# I shattered my iPhone today



## science (Oct 14, 2010)

This wasn't just a little drop, the thing is blown up. So I'm getting a new phone. Or mobile device or whatever. 

So what should I buy to replace it? 

(Money really isn't an object if the value is there.)


----------



## Taggart (Feb 14, 2013)

Sympathy.


----------



## brianvds (May 1, 2013)

My advice: the cheapest one you can get, that can do nothing but phone and send text messages. You'll be surprised how much time it frees up, and how much more sociable you become.


----------



## StlukesguildOhio (Dec 25, 2006)

I have the 4s. They haven't been able to sell me on the 5 yet. The 5c has an extra row of icons (whoopy!) and a crappy plastic housing. The 5s returns to the metal housing and added the fingerprint identity sensor... which I quite like. It seems a more rapid means of keeping others out of your phone... which I need as a teacher. Still the iPhone 6 release is just around the corner. Seriously, I stuck with the 4s because I really don't use all the bells and whistles on the phone all that often when I have the iPad Mini.


----------



## science (Oct 14, 2010)

brianvds said:


> My advice: the cheapest one you can get, that can do nothing but phone and send text messages.
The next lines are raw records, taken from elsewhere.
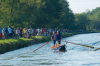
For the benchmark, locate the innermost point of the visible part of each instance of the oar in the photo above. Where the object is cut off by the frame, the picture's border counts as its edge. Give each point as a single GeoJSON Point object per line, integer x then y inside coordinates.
{"type": "Point", "coordinates": [78, 44]}
{"type": "Point", "coordinates": [41, 46]}
{"type": "Point", "coordinates": [96, 49]}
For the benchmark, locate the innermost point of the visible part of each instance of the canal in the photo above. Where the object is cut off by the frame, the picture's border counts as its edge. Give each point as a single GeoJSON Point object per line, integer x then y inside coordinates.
{"type": "Point", "coordinates": [75, 55]}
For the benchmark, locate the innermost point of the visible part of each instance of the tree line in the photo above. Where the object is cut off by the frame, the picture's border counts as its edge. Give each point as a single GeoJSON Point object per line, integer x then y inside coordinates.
{"type": "Point", "coordinates": [46, 14]}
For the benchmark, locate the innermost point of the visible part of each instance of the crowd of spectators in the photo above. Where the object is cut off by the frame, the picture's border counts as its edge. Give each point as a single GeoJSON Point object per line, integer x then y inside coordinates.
{"type": "Point", "coordinates": [9, 32]}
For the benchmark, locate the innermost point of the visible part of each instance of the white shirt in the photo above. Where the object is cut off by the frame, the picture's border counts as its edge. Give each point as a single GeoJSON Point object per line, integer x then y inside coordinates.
{"type": "Point", "coordinates": [9, 30]}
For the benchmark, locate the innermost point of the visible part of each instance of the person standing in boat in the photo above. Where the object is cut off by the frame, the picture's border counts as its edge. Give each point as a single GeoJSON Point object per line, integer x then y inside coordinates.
{"type": "Point", "coordinates": [53, 37]}
{"type": "Point", "coordinates": [58, 38]}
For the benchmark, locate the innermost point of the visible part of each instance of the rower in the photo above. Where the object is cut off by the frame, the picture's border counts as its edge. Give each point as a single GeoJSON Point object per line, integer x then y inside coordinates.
{"type": "Point", "coordinates": [58, 38]}
{"type": "Point", "coordinates": [53, 37]}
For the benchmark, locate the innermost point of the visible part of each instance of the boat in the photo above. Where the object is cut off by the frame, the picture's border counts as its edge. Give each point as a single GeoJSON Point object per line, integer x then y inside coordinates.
{"type": "Point", "coordinates": [61, 48]}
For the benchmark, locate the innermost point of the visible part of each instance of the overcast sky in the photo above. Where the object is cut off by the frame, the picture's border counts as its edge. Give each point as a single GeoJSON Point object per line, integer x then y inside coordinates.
{"type": "Point", "coordinates": [79, 6]}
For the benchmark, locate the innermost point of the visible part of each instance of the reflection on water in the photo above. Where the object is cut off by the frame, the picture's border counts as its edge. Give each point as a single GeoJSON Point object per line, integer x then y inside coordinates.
{"type": "Point", "coordinates": [75, 56]}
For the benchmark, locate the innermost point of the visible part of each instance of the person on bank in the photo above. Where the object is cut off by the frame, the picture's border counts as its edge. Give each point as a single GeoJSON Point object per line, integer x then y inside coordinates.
{"type": "Point", "coordinates": [53, 37]}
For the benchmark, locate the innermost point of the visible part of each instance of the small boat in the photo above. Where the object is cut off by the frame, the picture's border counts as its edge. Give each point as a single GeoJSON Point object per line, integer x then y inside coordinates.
{"type": "Point", "coordinates": [60, 48]}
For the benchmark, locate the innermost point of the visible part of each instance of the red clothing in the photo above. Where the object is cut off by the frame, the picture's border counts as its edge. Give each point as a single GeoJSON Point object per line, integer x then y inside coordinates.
{"type": "Point", "coordinates": [1, 35]}
{"type": "Point", "coordinates": [21, 30]}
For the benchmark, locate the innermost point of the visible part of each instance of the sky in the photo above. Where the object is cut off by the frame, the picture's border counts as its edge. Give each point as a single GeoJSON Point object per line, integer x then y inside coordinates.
{"type": "Point", "coordinates": [79, 6]}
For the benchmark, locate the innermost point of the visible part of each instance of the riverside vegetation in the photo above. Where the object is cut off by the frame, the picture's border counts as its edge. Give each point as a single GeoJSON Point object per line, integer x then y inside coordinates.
{"type": "Point", "coordinates": [13, 44]}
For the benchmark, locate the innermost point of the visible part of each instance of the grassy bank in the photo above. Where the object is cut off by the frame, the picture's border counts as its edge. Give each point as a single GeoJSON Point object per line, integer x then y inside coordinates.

You'll be surprised how much time it frees up, and how much more sociable you become.


Well, I guess I'm kind of going to try that. I'm getting a used phone!

The main reason I like that idea is that I'm a cheap SOB. My family gives me a hard time about it, like, "Why don't you just buy a (whatever)?" But in my mind I'm constantly like, "Bottled water? Really? Because tap water isn't expensive enough already?" If not for my wife, I would wear duct-taped shoes, saying, "Hey, socks dry out."

But... when I'm on amazon looking at certain CDs, I'm like, "$22 plus shipping. That's reasonable for a CD. I'm really not satisfied with the six recordings of Bach's violin concertos that I already have."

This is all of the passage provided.